Vorsicht bei "Montagsautos"

05.03.2013Vor dem Rücktritt sollte ein Frist zur Nachbesserung gesetzt werden.

Ausgangslage:

Soweit ein gekauftes Fahrzeug fehlerhaft ist, möchte der Käufer häufig vom Kaufvertrag zurücktreten.

Das Gesetz sieht vor, dass dem Verkäufer zunächst das Recht zur Nacherfüllung eingeräumt werden muss. Diese kann durch Reparatur oder Lieferung eines anderen Fahrzeugs geschehen. Eine Nacherfüllung  gilt nach dem erfolglosen zweiten Versuch als fehlgeschlagen.

Danach kann eine Kaufpreisminderung, der Rücktritt vom Vertrag oder Schadenersatz wegen Nichterfüllung geltend gemacht werden.

Bei sog. „Montagsautos“, bei denen eine Vielzahl von verschiedenen Fehlern auftreten, ist im Einzelfall problematisch, wann eine Nacherfüllung nicht mehr zumutbar oder fehlgeschlagen ist.

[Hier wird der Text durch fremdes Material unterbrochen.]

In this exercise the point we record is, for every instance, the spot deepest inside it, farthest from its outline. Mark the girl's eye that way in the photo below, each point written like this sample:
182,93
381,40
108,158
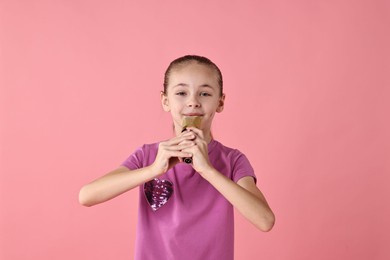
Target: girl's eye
205,94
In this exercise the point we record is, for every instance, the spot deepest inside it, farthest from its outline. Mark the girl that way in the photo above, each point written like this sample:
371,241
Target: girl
186,210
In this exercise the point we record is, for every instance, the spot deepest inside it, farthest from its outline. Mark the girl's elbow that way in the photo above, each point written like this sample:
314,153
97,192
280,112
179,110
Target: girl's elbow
84,198
267,223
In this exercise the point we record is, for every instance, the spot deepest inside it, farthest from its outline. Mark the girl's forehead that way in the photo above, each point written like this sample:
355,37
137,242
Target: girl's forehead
195,73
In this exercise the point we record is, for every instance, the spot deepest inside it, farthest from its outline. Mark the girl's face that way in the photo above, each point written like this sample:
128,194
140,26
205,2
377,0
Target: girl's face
193,90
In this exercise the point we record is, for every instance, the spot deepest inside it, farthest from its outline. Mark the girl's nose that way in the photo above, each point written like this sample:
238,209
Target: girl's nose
193,102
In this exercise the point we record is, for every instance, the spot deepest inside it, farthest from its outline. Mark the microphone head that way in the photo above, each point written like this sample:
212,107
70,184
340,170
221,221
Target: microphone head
192,121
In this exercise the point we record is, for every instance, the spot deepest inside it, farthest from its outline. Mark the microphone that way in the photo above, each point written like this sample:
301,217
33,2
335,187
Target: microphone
191,121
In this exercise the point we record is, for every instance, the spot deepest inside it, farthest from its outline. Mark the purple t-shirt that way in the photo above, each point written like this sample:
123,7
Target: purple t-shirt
196,222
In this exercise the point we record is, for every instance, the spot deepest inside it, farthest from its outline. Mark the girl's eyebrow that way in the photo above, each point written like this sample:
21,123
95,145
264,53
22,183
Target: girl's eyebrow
186,85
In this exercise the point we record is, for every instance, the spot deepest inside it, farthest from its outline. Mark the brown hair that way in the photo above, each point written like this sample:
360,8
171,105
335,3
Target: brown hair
188,58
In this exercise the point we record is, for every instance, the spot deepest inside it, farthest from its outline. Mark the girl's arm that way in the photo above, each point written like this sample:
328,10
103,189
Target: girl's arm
122,179
113,184
245,197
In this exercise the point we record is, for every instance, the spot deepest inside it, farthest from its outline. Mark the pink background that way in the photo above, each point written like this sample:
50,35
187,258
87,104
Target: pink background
307,85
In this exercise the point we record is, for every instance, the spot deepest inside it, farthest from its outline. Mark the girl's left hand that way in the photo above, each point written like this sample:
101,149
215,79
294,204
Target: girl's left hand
199,151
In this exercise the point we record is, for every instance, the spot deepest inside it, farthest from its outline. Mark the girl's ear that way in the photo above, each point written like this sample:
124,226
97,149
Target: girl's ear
221,103
165,102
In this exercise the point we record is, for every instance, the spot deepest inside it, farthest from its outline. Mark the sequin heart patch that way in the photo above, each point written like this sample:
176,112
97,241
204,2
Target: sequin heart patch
158,192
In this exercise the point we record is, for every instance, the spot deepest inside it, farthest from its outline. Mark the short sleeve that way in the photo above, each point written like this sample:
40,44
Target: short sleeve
242,167
135,160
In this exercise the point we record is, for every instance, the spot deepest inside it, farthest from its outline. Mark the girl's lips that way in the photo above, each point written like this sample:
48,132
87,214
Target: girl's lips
193,114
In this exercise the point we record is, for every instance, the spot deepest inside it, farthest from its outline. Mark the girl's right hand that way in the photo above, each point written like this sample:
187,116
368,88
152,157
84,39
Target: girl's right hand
170,152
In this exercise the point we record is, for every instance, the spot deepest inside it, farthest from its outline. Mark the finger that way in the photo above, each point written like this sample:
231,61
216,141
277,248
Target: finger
179,139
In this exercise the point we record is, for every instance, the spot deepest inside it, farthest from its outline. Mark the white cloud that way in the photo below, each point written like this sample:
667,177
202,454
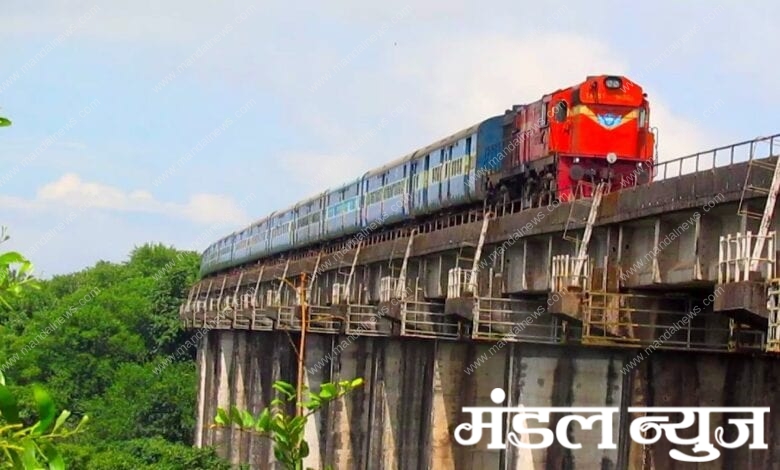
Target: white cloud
453,82
71,191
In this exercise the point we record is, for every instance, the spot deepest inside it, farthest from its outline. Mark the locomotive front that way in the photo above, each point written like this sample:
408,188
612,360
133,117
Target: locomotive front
604,135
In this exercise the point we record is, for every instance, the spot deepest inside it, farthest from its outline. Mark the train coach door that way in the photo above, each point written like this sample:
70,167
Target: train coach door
426,180
413,187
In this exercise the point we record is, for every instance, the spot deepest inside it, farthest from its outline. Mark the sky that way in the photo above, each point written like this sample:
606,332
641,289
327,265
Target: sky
181,121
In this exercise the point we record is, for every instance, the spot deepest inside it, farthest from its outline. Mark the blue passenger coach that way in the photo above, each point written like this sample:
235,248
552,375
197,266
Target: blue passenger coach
441,175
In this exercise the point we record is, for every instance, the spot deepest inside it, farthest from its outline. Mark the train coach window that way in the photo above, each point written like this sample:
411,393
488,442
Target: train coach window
561,111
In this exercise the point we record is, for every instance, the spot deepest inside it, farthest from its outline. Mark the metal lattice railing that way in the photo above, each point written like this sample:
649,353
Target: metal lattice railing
736,256
758,148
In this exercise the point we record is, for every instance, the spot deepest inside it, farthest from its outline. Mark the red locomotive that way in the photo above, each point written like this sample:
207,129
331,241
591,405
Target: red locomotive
596,131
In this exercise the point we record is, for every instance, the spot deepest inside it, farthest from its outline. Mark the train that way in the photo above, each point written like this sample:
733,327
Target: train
596,131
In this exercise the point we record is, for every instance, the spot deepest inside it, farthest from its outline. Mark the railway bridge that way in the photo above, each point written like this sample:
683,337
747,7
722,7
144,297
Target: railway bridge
664,294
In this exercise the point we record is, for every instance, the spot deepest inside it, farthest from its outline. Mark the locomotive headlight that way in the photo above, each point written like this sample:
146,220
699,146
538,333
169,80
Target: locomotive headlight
612,83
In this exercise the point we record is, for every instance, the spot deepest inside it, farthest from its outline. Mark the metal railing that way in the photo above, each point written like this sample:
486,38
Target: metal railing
563,277
773,306
663,322
459,282
427,320
735,256
501,319
758,148
364,320
320,319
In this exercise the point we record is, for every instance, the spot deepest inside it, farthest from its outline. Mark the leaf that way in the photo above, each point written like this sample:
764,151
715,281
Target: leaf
285,388
82,423
235,416
8,406
222,417
263,421
54,457
327,391
247,420
46,410
61,420
29,457
12,257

Entscheidung des Bundesgerichtshofs:

Der  Entscheidung des Bundesgerichtshofs vom 23.01.2013 (VIII ZR 140/12) lag zu Grunde, dass sich der Käufer ein Wohnmobil zum Kaufpreis von 133.743,00 € gekauft hatte und in der Folgezeit eine Vielzahl meist kleinerer Mängel reklamierte, weshalb er mit seinem Fahrzeug wiederholt in der Werkstatt war.

Er trat dann vom Kaufvertrag zurück, ohne dem Verkäufer zuvor eine Frist zur Beseitigung der angeblich noch vorhandenen 15 Mängel gesetzt zu haben.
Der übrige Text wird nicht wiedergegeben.